Reputation: 211
I am implementing an extended λ-calculus interpreter using ANTLR4 and it's C++ target. Here is the language grammar:
grammar lambda;
program: expression|;
expression:
(Int | Bool) # literal
| Identifier # variable
| expression expression # application
| Lambda Identifier '.' expression # abstraction
| Identifier '=' expression # assign
| condition # conditional
| Operator expression expression # binaryExpression
| 'print' expression # printInstruction
| '(' expression ')' # brackets;
body: expression;
condition: 'if' expression 'then' body 'else' body
| '(' expression '->' body '|' body;
Lambda: '\\' | 'λ';
Bool : 'tru' | 'fls' | 'true' | 'false';
Int: [0-9]+;
Identifier: ('a' ..'z') ('a' ..'z' | '0' ..'9')*;
Operator:
'+'
| '-'
| '*'
| '/'
| '<'
| '>'
| '<='
| '>='
| '==';
WS: [ \n\t\r]+ -> skip;
I am constructing an AST using the visitor model, which will be evaluated separately. I have encountered an issue with the way ANTLR is parsing the input, and I'm not really sure even what to call it.
// incorrect_association.lambda
y = 1
x = 1
Assignment ( y = ( Application ( Literal ( 1 ) ) ( Assignment ( x = ( Literal ( 1 ) ) ) ) ) )
The AST should be
Assignment ( y = ( Literal ( 1 ) )
Assignment ( x = ( Literal ( 1 ) )
or
Grouping (
Assignment ( y = ( Literal ( 1 ) ),
Assignment ( x = ( Literal ( 1 ) )
)
I suppose this may tie into the first issue: expressions across multiple lines are being read as Application
expressions.
// incorrect_application.lambda
x = 1
print x
Assignment ( x = ( Application ( Literal ( 1 ) ) ( PrintInstruction ( Identifier ( "x" ) ) ) ) )
The AST should be
Assignment ( x = ( Literal ( 1 ) )
PrintInstruction ( Identifier ( "x" ) )
or
Grouping (
Assignment ( x = ( Literal ( 1 ) ),
PrintInstruction ( Identifier ( "x" ) )
)
I am trying to have imperative-like constant assignments, with a functional-like execution.

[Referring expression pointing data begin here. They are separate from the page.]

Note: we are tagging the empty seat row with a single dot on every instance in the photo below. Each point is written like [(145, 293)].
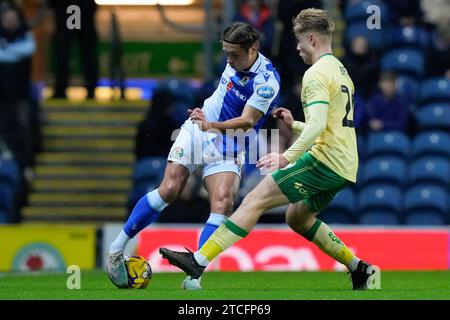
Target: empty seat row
[(394, 170), (428, 143)]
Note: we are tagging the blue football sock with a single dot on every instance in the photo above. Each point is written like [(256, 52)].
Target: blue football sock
[(214, 221), (145, 212)]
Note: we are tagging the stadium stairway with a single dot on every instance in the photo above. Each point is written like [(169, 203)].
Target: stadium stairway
[(83, 173)]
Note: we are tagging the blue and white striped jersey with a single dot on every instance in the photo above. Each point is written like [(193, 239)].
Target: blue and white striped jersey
[(258, 87)]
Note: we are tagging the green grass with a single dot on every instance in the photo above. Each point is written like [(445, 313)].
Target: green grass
[(95, 285)]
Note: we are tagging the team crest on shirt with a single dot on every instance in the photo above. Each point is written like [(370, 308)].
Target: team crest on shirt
[(177, 153), (244, 81), (265, 91)]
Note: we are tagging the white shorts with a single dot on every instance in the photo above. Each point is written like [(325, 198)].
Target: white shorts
[(193, 148)]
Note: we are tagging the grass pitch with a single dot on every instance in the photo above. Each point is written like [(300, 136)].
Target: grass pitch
[(95, 285)]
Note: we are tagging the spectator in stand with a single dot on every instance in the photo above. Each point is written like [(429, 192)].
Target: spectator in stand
[(17, 45), (438, 58), (387, 110), (362, 65), (154, 136), (63, 38), (406, 12), (258, 14)]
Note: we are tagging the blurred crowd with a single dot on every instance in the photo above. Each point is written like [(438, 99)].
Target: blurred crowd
[(387, 66)]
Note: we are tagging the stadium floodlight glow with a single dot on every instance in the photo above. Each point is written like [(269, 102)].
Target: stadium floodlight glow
[(144, 2)]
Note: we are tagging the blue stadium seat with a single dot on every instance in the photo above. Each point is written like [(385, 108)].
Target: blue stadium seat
[(149, 169), (361, 142), (435, 90), (434, 117), (410, 36), (408, 87), (435, 143), (4, 217), (9, 172), (430, 170), (387, 170), (375, 38), (379, 217), (424, 218), (426, 197), (394, 143), (404, 61), (6, 198), (380, 197), (356, 10)]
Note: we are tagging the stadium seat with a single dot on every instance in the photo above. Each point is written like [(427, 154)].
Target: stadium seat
[(435, 90), (361, 142), (357, 10), (387, 170), (433, 117), (149, 169), (424, 218), (430, 170), (380, 197), (9, 172), (394, 143), (404, 61), (409, 36), (409, 87), (435, 143), (375, 38), (375, 217), (426, 197), (6, 198)]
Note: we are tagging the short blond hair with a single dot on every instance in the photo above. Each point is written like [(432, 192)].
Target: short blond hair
[(313, 20)]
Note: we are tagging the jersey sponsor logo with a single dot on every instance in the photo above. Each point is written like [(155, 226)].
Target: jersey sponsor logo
[(265, 91), (177, 153), (229, 86), (244, 81), (236, 92)]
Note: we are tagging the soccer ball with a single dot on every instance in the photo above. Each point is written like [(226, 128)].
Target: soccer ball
[(139, 272)]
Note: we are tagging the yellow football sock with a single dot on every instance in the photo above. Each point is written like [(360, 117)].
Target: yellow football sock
[(321, 235), (223, 238)]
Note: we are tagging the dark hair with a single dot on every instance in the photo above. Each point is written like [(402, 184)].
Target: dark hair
[(241, 33)]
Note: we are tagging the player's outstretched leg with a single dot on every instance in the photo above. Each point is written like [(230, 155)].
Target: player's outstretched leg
[(222, 187), (183, 260), (144, 213), (362, 275), (302, 219)]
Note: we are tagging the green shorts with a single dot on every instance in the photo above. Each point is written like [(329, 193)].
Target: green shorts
[(309, 180)]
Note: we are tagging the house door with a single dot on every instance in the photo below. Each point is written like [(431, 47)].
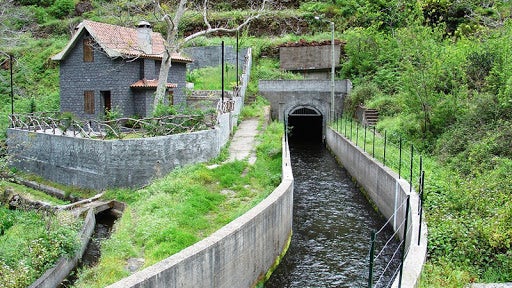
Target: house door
[(107, 101)]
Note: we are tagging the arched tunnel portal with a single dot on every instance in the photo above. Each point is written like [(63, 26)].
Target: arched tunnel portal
[(305, 124)]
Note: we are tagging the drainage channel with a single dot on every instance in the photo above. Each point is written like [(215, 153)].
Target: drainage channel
[(332, 223), (102, 230)]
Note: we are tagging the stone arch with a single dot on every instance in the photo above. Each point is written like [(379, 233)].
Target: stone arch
[(305, 123)]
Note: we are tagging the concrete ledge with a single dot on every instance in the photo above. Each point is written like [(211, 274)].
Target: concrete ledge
[(387, 191), (54, 276), (237, 255)]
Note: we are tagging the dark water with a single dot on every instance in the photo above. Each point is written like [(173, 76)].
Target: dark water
[(332, 223), (104, 222), (103, 229)]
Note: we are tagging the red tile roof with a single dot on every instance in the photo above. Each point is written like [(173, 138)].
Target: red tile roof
[(144, 83), (119, 41)]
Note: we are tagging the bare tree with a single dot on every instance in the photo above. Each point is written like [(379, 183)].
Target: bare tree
[(173, 43)]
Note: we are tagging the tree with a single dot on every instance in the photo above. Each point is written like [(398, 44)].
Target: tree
[(173, 43)]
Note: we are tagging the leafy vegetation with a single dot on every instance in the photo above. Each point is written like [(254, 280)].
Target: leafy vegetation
[(184, 207), (31, 242), (437, 70)]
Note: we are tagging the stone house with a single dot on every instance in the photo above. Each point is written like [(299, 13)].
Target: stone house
[(107, 67)]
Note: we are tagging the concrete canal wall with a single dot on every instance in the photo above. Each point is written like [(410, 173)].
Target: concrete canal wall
[(388, 193), (237, 255)]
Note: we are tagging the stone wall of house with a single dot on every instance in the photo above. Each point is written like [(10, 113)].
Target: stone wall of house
[(116, 76)]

Eventually, the program should just be whatever main = ...
(like Haskell). Is it possible to prevent the Application
rule from matching two expressions that are on different lines, but continue to allow any other whitespace and parens?

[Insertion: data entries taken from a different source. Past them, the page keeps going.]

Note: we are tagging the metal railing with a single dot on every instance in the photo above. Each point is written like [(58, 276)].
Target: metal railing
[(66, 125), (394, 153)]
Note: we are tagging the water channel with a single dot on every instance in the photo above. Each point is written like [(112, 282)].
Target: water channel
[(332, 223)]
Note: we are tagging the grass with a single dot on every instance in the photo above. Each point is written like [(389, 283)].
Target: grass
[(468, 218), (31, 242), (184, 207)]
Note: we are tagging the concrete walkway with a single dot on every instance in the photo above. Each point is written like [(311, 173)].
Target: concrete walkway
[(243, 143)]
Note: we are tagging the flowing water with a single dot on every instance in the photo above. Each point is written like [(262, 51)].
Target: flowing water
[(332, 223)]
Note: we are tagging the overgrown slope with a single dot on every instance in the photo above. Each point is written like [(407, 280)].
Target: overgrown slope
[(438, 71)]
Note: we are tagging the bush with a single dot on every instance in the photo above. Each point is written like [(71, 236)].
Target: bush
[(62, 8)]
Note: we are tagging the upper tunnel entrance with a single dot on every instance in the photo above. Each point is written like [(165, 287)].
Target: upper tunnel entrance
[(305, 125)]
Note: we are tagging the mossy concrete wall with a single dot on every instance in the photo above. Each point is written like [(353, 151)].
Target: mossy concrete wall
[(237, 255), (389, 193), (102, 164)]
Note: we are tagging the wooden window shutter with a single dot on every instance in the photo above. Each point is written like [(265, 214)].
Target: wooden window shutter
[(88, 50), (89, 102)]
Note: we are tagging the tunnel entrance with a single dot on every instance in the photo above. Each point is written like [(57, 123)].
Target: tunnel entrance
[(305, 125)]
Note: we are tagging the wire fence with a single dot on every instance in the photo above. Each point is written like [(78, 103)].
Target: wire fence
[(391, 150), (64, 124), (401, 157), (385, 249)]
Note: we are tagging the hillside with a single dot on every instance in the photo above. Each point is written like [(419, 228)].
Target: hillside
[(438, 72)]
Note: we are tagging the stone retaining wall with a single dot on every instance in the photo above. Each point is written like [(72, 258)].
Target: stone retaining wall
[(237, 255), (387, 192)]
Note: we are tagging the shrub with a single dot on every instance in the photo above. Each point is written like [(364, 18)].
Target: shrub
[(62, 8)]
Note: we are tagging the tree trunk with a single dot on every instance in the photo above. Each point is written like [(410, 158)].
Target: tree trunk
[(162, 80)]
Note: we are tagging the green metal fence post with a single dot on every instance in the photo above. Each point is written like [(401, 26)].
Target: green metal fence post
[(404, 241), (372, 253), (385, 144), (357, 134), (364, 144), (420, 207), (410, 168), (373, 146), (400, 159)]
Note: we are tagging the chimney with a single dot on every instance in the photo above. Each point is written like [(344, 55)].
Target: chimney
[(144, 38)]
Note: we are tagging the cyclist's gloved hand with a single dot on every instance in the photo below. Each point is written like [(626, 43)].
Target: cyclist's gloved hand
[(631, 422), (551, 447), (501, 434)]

I was contemplating writing a preprocessor that would just throw semicolons on each line ending. I may need to do this anyway because I plan on adding
imports: 'import' Identifier | '(' imports ')';
as a grammar rule, and haven't found a nice solution for handling imports with ANTLR. If I were to go this route, how would I include ;
line endings in my grammar?
PS: I am very new to ANTLR, so any guidance would be super helpful.
Upvotes: 1
Views: 102
Reputation: 241681
If you want newlines to be significant, then let them pass through the lexical scanner.
WS: [ \t\r]+ -> skip;
NL: [\n];
Then you could define a program as a sequence of expressions terminated with newline characters:
program: ( expression NL )*;
If you want semicolons to work as well, just change the definition of NL:
NL: [\n;];
You'll also want to change body
to accept multiple expressions, although it's not clear to me what kind of punctuation you will want to use. It's possible that
body: expression (NL expression)*;
will work for you, but it might produce unexpected results.

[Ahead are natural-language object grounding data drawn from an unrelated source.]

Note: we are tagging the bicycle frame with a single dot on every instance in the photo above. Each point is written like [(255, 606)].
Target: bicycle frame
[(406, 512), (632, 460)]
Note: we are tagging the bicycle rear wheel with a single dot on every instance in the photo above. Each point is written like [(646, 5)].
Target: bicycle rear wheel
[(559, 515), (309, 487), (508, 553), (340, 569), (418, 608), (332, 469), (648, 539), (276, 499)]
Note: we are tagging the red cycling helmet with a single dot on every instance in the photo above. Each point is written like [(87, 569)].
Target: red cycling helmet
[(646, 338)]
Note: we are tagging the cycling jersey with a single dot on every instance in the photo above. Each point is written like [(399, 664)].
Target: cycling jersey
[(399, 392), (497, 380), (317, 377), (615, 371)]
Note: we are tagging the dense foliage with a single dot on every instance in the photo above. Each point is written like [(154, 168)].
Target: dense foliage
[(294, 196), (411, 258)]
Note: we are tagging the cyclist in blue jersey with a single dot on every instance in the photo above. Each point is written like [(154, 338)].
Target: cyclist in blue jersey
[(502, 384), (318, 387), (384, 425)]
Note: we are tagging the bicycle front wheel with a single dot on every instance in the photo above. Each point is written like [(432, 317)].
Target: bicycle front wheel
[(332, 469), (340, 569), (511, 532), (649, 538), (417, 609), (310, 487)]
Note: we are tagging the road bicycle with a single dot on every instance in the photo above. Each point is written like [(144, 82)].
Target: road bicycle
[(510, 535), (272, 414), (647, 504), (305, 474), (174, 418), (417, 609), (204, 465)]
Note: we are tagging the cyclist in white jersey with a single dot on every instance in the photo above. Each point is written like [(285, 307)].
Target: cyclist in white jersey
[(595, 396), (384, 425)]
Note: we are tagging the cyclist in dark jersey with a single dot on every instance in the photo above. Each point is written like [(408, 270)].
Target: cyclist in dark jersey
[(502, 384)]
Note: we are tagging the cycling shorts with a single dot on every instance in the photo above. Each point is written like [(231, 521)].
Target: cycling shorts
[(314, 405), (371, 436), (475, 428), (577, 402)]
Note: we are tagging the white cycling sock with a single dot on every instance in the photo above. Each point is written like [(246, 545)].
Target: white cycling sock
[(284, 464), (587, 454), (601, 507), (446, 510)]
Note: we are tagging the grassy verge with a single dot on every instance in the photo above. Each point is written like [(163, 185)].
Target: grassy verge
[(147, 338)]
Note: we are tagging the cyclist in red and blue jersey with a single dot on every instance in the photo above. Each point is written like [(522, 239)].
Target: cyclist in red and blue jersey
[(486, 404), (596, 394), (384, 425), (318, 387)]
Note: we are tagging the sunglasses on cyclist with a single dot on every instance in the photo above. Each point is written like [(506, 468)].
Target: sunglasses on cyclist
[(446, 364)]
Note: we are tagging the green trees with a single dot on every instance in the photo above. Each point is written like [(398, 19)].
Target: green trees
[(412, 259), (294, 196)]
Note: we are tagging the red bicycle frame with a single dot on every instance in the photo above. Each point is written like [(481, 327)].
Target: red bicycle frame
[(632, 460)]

Your application syntax is highly ambiguous. I have no idea what Antlr will make of it, but I can't interpret it. If you have
+ a b c
That must be one of:
(+ a b) (c)
(+ a (b c))
(+ (a b) c)
But I don't see any indication of which of the three should be prefered. I would think that you would need to come up with a grammar which has more precise precedence.
(There is a reason Lisp and Scheme use parentheses :-) )
Upvotes: 1